Transposition pour le Web du travail de Julie Elaerts

1. PREMISSES : L'ALLAITEMENT

1.1. La préhistoire

Les mères humaines de la préhistoire ont toujours allaité leurs petits. De l'apparition d'homo sapiens sapiens vers 90 000 avant J.C. au début de l'ère de l'élevage, il y a 8 000 ans, le seul substitut au lait d'une mère était le lait d'une autre femme. Il est donc très vraisemblable que les bébés furent allaités par d'autres femmes lactantes que leur mère, reproduisant ainsi un comportement partagé par de nombreux mammifères. Des études effectuées sur des ossements humains ont permis d'évaluer une durée de l'allaitement maternel chez nos ancêtres comprise entre 2 et 3 ans.

1.2. De l'apparition de l'écriture jusqu'au moyen âge

L'étude de textes historiques anciens donne connaissance de recommandations comme l'observation de la durée d'un allaitement. Ainsi, de 3 000 à 1 000 avant J.C., dans le Proche-Orient, des durées d'allaitement de 3 ans sont mentionnées. Vers 1 500-800 avant J.C., un allaitement exclusif d'un an est recommandé en Inde, suivit d'un allaitement complété jusqu'à deux ans et enfin d'un sevrage progressif. Pour la civilisation grecque, les contrats pour nourrices recommandaient un allaitement de 6 mois. Le Talmud pour les juifs et le Coran pour les musulmans recommandaient d'allaiter deux ans.

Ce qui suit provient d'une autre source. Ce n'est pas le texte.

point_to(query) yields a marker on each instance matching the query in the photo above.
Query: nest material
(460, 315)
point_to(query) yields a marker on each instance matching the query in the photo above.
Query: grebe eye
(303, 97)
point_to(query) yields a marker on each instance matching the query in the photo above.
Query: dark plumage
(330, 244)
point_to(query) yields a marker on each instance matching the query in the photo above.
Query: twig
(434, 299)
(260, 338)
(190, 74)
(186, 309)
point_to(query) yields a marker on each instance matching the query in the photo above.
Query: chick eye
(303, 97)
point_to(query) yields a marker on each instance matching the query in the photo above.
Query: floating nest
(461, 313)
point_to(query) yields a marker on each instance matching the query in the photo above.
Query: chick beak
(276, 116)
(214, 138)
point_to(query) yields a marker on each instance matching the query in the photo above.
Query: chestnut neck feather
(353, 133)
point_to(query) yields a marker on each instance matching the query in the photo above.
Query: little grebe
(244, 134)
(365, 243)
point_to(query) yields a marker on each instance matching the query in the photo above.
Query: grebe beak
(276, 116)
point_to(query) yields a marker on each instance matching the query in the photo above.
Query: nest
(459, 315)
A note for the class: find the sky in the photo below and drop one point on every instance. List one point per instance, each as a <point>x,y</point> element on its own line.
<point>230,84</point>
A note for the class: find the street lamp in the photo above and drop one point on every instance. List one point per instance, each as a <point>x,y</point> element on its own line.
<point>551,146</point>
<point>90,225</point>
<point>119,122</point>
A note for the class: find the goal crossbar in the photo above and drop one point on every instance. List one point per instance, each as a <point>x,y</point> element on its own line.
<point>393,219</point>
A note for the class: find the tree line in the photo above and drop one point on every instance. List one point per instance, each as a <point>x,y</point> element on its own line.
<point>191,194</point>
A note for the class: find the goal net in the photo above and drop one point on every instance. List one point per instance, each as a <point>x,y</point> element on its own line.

1.3. Du Moyen-âge à l'industrialisation

Selon les pays, les durées d'allaitement varient. Ces variations sont sensibles à l'intérieur d'une même ville, d'un milieu social à l'autre et à l'intérieur d'une même famille, d'un enfant à l'autre.
De nombreux tableaux de la Renaissance représentent des mères allaitantes. L'allaitement est alors le symbole de la Charité. Les enfants représentés sont le plus souvent des bambins c'est-à-dire des bébés de plus de 6 mois, peut-être même âgés de plus d'un an. Certains tètent debout, d'autres caressent le mamelon. Il y a très peu de représentations de nouveaux-nés. Cela indique très clairement que l'allaitement des enfants de plus d'un an était chose commune.

2. MISE EN NOURRICE

Depuis fort longtemps, certaines femmes ont fait appel à des nourrices pour allaiter leurs enfants. Reines égyptiennes, romaines aisées, et plus proche de nous, dames de la noblesse française, ont parfois laissé leur bébé à des subalternes chargées de donner le sein. Que ce soit pour des raisons impérieuses, comme la chasse ou la cueillette chez les femmes préhistoriques, ou subvenir aux besoins d'enfants plus âgés dans un système économique donné ou pour des raisons plus subtiles, des bébés furent laissés au bon soin de femmes lactantes autres que leur propre mère.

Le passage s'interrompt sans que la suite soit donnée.